New data can be imported in less than one day,
including extensive error checking.
Database engine -
Next, The Vitalnet database engine (the functions that read the database and
produce the needed results) was modified to read the new database architecture.
New functions were written to take into account BRFSS weighting and produce
the "primary statistics" needed for BRFSS data, such as "weighted % Yes".
Interface and outputs -
Next, we modified the existing Vitalnet desktop and web
interfaces to provide additional BRFSS-specific menu options.

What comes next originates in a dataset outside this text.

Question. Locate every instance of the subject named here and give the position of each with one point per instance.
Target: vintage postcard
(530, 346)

The BRFSS module uses the same "look and feel" as other Vitalnet modules,
making it easy for users to switch between data sets.

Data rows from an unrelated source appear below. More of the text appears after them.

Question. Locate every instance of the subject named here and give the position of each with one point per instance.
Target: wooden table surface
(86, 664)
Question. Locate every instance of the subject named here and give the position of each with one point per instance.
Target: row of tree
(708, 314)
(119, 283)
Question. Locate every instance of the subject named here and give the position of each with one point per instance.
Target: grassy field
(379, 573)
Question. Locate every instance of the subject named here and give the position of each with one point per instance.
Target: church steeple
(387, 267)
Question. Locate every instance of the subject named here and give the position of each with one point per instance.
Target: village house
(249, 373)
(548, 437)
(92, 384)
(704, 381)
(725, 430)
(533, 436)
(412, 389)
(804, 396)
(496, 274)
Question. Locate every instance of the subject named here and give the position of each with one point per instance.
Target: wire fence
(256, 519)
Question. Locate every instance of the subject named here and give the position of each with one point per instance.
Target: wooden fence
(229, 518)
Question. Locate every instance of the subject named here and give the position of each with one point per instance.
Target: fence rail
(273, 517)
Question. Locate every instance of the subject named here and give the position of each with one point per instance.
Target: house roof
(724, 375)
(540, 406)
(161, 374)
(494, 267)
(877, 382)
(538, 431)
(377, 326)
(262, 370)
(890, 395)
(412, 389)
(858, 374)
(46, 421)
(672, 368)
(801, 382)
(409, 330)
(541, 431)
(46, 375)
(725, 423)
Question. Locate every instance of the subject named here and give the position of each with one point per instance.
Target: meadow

Finally, Vitalnet output formats were modified to handle the
BRFSS numerical results, and to include the BRFSS-specific
documentation needed to prevent misinterpretation of results.
Confidence intervals -
Calculating confidence intervals (CI) for BRFSS data is complex.

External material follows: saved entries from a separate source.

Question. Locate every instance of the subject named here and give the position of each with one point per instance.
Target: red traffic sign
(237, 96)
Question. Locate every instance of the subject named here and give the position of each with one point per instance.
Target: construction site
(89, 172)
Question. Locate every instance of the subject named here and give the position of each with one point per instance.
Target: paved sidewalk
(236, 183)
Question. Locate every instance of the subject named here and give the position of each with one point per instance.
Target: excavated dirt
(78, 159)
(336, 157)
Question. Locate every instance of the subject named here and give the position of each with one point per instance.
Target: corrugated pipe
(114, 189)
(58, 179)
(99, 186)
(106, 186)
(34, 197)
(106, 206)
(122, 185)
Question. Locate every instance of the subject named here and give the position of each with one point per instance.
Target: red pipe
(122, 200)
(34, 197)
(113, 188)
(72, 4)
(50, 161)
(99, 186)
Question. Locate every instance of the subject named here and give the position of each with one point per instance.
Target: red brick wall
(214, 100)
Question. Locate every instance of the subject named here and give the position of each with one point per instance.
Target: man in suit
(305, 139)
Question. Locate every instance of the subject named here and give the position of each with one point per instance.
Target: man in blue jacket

Several CI methods are available for BRFSS data.
We chose "Jackknife Replication" (JR) mainly because 1) JR can
calculate confidence intervals for any outcome, including medians,
and 2) JR is better documented and easier to understand.
Jackknife Replication -
JR recalculates the outcome, such as "% Yes", many times, each time leaving out one or a few observations, and re-weighting the remaining observations.
Each recalculation is called a "replicate".
Then, it calculates the confidence interval based on the distribution of the replicate outcomes.
The method is called "jackknife" because it is so generally useful, like a jackknife.
Taylor Series Linearization -
The other main option, "Taylor series linearization" (TS),
converts each observation to a "linearized variable".
Then, it calculates the confidence interval based on the distribution of the linearized variables.
Based on comparisons we have done, TS and JR produce essentially
the same results.
However, TS cannot calculate confidence intervals for medians.
There is no way around this disadvantage.
Also, the details of the TS algorithm are very poorly documented.
Currently, TR is essentially a "black box".
Vitalnet implementation -
JR is computation-intensive and can be slow.
However, we have optimized JR to make it much faster (typically a few seconds).
Also, we have determined
that a JR CI with smaller numbers of replicates is close to one
with an unlimited number of replicates.
For exploratory data analysis, the user can select a smaller number of replicates.
For published results, "unlimited replicates" is recommended.
If possible to obtain details of the TS algorithm,
we may add TS as an option in the future,
to speed up CI analyses in some cases with very large numbers of records.
Validation of Vitalnet JR confidence intervals.
Verification that low # of JR replicates is similar.
Current status -
Currently, over 70 BRFSS variables are incorporated into the Vitalnet BRFSS module.
Any requested variable can be added, at the licensee's request.
Several years of data have been added,
and the program does time trend analyses.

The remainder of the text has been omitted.